Created by Maren Dagny Juell

Musical score: Kjetil Schjander Luhr

Voice: Benedikte Kruse

Animation: Joachim Nielssen

Motion capture actor: Christine Jakobsen

Technical Assistance: Richard Cawte

Production consultant: Tonje Alice Madsen

Supported by: Kulturrådet, Fond for Lyd og bilde, NBK prosjektstøtte.


A female avatar starts to give a TED-style talk about the effective use of Human Resources. She bursts into song and a Disney-inspired musical session ensues where the avatar interacts with office equipment and machines while quoting snippets from self-help and performance guides.

Fearlessly singing into an empty void filled with dumb technology, the avatar tries to avoid an existential crisis.

With this short film, Maren is exploring further the use of new technology in moving images. The animation was created with various AI tools and MetaHuman 'digital human builder' from UnrealEngine, in this way it deals with human efficiency and the use of AI as a resource both in form and content. The avatar is based loosely on the artist as that was the only image she could consciously copy. The mimetic properties of AI, and avatar development and the 'emptiness' inside the increasing 'uncanny valley' become visible during errors and glitches.


As Benjamin Bratton says “The Inverse Uncanny Valley is the feeling of unease we feel when seeing ourselves through the eyes of AI. What we see looks humanlike, but not quite familiar, not quite right, and we start to become disturbed by our own reflection.”


The HR lecture is a framework that extends to a metaphor about the management of human resources in general and the language we use about people as a movable commodity.

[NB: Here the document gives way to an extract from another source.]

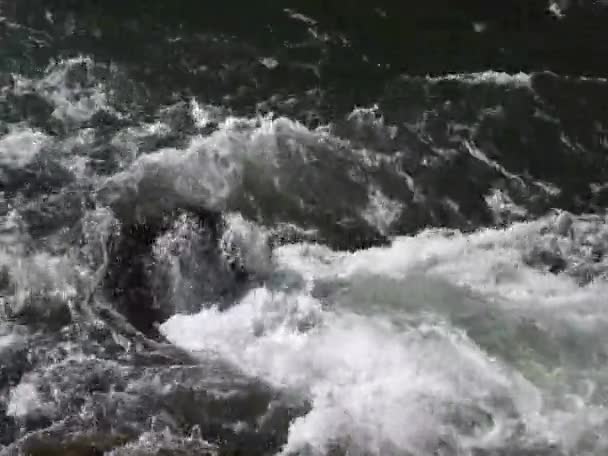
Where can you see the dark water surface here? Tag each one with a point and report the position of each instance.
(303, 228)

In this way, the work explores how the body is incorporated into economic power structures through language that praises flexibility and progression.


The Disney musical is referred to both in its light-hearted pompousness and its recognisable implicit dream about humanity's eternal potential for improvement. Its is a push and pull of hope and a feeling of dread regarding a neo-liberal promise of success.


If we think of ourselves as an 'efficient resource', how does that affect our attitude towards the world around us and its apparent reality?